I find few lies more laughable than the line “I don’t care what people think about me.”
That line itself is a signal you care what people think. It’s an unconscious hope that someone will smile and say, “Hey, listen, I just love how you don’t care what anyone thinks,” as she blushes, touches your shoulder, and twists her hair. You hear this and feel a surge of happy chemicals in your brain. You think, “It is pretty damn cool I don't care what anyone thinks about me. Finally, someone recognizes.”
But more often than not, this “I don’t care what anyone thinks" posturing comes off like Michael Scott from The Office. You puff your chest, lift your chin, and say it with pride yet you sound like Scott when he said: “do I need to be liked? Absolutely not. I like to be liked. I enjoy being liked. I have to be liked, but it's not like this compulsive need to be liked.”
That statement is absurd, yet it is human, all too human.
The human brain is a social brain.1 There is no escaping this aspect of our nature.
Consider the father of your father’s father and so on, all the way back into the foggy mists of deep time.2 You may not have much in common with those going back hundreds of thousands of years. They may not appreciate the subtle humor of The Office, for example.
But there is something everyone in the chain of reproduction that led to you had in common. They cared what other people thought.
The evolutionary explanation is simple: For a long time, if people in your tribe did not like you, things would turn bad. Like, real bad.
If they thought you sucked at hunting, if they didn’t trust you because of your eccentric beliefs, if they hated your stand-up comedy performance in the cave, guess what? You’re banished from the tribe, buddy. You wake up one day and realize everyone in your hunter-gatherer squad ditched you. So now wolves are going to attack you. Wolves are going to attack you as you are cold, scared, and alone in the forest.
For a long time, what other people thought about you was inseparable from your survival.
But as you may have noticed, this is not quite the case anymore. Modern society is much safer. If you bomb doing stand-up comedy, you drive home. You make some buttery pasta, take a steaming shower, and fall asleep under your puffy comforter. People thinking ill of you is much less costly nowadays. But on your drive home, you still felt as the early human with a poor sense of humor felt when he woke up that fateful day.
You must realize, then, that the first step to actually not caring what people think is recognizing the way your psyche is programmed. I’m only being slightly tongue-in-cheek when I say your psyche is programmed is to feel that social disapproval equals wolves eating your cold lonely body.
It’s important to accept this because then you’re being real. You’re not deceiving yourself about our nature. You’re acknowledging our deeply ingrained sociality and evolved emotional tendencies.
The good news is that there are many logical ways to get past these evolved emotional tendencies. Like considering the spotlight effect. Like considering the infinity of outer space.3 Like considering the nature of time.

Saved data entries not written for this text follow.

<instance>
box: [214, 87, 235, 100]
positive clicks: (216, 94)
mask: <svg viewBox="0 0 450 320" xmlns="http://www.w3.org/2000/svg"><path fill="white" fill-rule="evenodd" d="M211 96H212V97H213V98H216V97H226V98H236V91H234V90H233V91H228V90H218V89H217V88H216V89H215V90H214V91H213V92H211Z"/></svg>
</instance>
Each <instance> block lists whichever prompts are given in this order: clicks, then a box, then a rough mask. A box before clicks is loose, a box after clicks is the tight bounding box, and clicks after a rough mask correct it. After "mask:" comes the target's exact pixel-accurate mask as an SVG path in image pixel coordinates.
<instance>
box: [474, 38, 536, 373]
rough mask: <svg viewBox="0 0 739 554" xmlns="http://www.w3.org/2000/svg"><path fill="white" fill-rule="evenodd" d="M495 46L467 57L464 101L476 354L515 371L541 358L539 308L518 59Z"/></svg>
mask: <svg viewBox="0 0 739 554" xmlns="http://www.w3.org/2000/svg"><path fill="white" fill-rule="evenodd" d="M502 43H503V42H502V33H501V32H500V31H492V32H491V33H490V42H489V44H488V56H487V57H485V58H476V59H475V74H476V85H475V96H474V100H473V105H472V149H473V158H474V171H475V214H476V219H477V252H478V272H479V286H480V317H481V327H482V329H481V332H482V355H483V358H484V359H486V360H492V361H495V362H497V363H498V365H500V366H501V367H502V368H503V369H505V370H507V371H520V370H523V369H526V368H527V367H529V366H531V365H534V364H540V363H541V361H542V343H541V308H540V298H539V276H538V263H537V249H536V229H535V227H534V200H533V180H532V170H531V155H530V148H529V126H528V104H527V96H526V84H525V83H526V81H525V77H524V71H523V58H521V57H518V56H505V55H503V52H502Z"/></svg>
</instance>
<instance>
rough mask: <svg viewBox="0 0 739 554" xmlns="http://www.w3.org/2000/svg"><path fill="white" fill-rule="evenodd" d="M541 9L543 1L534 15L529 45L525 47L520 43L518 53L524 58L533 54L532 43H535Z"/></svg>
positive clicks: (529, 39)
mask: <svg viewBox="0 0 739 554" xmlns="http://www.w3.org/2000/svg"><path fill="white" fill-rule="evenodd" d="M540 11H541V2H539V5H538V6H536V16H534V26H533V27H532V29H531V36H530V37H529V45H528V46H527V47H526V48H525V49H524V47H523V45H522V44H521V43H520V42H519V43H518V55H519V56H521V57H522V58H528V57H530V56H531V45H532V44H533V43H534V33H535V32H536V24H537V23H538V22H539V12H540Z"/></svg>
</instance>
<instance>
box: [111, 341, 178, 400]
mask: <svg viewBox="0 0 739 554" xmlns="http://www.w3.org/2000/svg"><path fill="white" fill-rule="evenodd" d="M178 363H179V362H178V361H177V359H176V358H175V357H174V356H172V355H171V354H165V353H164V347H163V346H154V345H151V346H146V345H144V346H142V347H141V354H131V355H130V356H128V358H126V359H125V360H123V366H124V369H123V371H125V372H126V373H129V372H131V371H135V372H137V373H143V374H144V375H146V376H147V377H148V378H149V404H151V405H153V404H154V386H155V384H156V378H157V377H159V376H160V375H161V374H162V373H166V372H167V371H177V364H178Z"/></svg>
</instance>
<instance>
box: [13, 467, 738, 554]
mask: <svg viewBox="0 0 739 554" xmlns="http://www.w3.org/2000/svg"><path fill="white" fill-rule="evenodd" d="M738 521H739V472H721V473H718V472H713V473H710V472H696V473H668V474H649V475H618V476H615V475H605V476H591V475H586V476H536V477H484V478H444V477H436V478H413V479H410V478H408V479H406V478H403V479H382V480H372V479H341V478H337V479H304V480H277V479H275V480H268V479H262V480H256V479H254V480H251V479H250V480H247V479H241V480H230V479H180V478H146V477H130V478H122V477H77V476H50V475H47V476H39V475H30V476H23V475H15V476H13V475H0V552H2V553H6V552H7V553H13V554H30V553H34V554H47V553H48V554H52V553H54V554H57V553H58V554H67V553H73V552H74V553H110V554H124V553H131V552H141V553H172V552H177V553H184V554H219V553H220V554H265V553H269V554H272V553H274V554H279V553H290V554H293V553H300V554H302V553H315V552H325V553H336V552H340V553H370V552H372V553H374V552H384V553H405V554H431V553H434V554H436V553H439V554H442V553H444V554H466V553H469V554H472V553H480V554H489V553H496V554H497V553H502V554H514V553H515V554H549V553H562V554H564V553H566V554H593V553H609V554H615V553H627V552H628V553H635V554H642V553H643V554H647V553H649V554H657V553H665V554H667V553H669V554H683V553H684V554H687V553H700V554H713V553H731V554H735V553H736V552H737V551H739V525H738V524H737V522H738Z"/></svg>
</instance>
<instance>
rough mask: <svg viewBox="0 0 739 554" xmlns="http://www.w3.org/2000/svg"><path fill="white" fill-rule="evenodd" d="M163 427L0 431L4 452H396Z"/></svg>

Yes, time. What more do you need to know? Say what you need to say and do what you want to do. Before it is too late.
But the simplest way—and most important way—is to seek truth.
If you’re legitimately trying to figure out what is going on in this bizarre world in which we find ourselves, you naturally won’t care as much what people think. Because you're on a mission. The mission of seeking truth. A mission that requires intense studying, focus, and curiosity. With it, you lose the brain space to worry much about how people perceive you. You don’t even have the time.4
With all that in mind, let us conclude with our nuanced version of “I don’t care what people think about me.” Here it is: “I recognize that I am a hyper-social creature hardwired to care what others think about me. While accounting for this strong evolved emotional tendency, I choose to only care what certain people think about me for the right reasons. This is the most intelligent thing to do, because most people are people I don’t want to be like in character, thought, or lifestyle anyway, therefore it does not make logical sense to care what they think.5 Additionally, I choose not to care too much even about the people whose opinion I do consciously value think about me. My reason for this is that what I think about myself—whether I truly respect myself or not—is always more important. Therefore, I would never let the opinions of others stop me from trusting my gut, taking calculated risks, or following my intuition and curiosity. Above all, I seek truth and recognize that my time on this planet is desperately short. Thanks to all these practical principles, it becomes easy to not care what other people think about me.”
If only he could have read this article, that poor Michael Scott.
Wanting: The Power of Mimetic Desire (2021) by Luke Burgis has many valuable insights on the human psyche.
The Ape That Understood The Universe (2018) by Steve Stuart-Williams has many valuable insights on evolutionary psychology.
Why does considering the infinity of outer space help you not care as much what people think about you? I don’t know. It just does.
Naval Podcast - “Groups Search for Consensus, Individuals Search for Truth.“
There was an ancient joke that when the masses were praising a wise man, he asked what he had done wrong.